We identified 43,105 and 29,675 possible protein-coding genes in O. digyna and C. groenlandica, respectively, of which 33,134 and 27,381 were searched in the UniProt database (Table 4). By mapping raw HiFi reads onto our reference genome, we identified 765,012 and 88,959 heterozygous SNPs comprising 0.14% and 0.04% of the total genomic length, respectively (Table 4). The effect of SNPs on genes were categorized as follows: 1,001 high-impact, 22,592 moderate-impact, and 15,594 low-impact SNPs for O. digyna and 253 high-impact, 6,536 moderate-impact, and 6,373 low-impact SNPs for C. groenlandica (Table 4). We found 9,574 deletion SVs, 8,302 insertion SVs, 26 inversion SVs, 97 interspersed duplication SVs, and 83 tandem duplication SVs in O. digyna and 4,079 deletion SVs, 3,577 insertion SVs, 5 inversion SVs, 10 interspersed duplication SVs, and 27 tandem duplication SVs in C. groenlandica (Table 4 and Fig. 4e). Coding sequences in 1,104 and 328 genes of O. digyna and C. groenlandica, respectively, were affected by SVs. Of these, 747 and 147 genes had known homologs (Table 4).

Table 4 Summary of numbers of genes and genetic variants.

Circos visualization

The numbers of genes, genetic variants, and repetitive sequences were summed for every 100 kb bin by utilizing the output files of BRAKER2, DeepVariant, SVIM-asm, and RepeatMasker.
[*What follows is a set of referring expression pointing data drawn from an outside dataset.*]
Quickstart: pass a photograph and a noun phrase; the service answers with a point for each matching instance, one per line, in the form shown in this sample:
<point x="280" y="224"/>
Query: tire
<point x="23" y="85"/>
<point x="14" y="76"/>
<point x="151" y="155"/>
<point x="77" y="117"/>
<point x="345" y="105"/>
HiFi read depths for every position were obtained by applying SAMtools to the intermediate BAM files of the DeepVariant analysis (version 1.13; samtools depth -a) and were summed for every 100 kb bin52. We visualized the gene, genetic variant, repeat, and read depth densities using Circos (version v 0.69-8; circos -conf configurationFile.txt; plot type = histogram for read depths and plot type heatmap for gene, genetic variant, and repeat densities)68 (Fig. 2).

Data Records

All sequencing reads generated in this study have been deposited in the NCBI Sequence Read Archive under accession numbers, SRP404573, SRP427161, and SRP46844521,35,36. The assemblies have been deposited in GenBank under the accession numbers, GCA_029168935.1 and GCA_040259375.150,51. Genome sequences, gene annotation, and amino acid and coding sequences of annotated genes are available at figshare database69. Homology search and variant impact analysis for genes and repeat classification data are also available at figshare69.

Technical Validation

Illumina DNA sequencing reads and PacBio HiFi DNA sequencing reads were produced > 25 Gb. HiFi reads showed qualified read length distributions (mean read length: 17,289 and 18,429 bp for Oxyria digyna and Cochlearia groenlandica, respectively). Assembly quality was assessed using contig length and BUSCO. The N50 lengths of the primary assemblies were greater than 10 Mb, and the longest contig lengths were 79 and 37 Mb, respectively. BUSCO values exceeded 90%.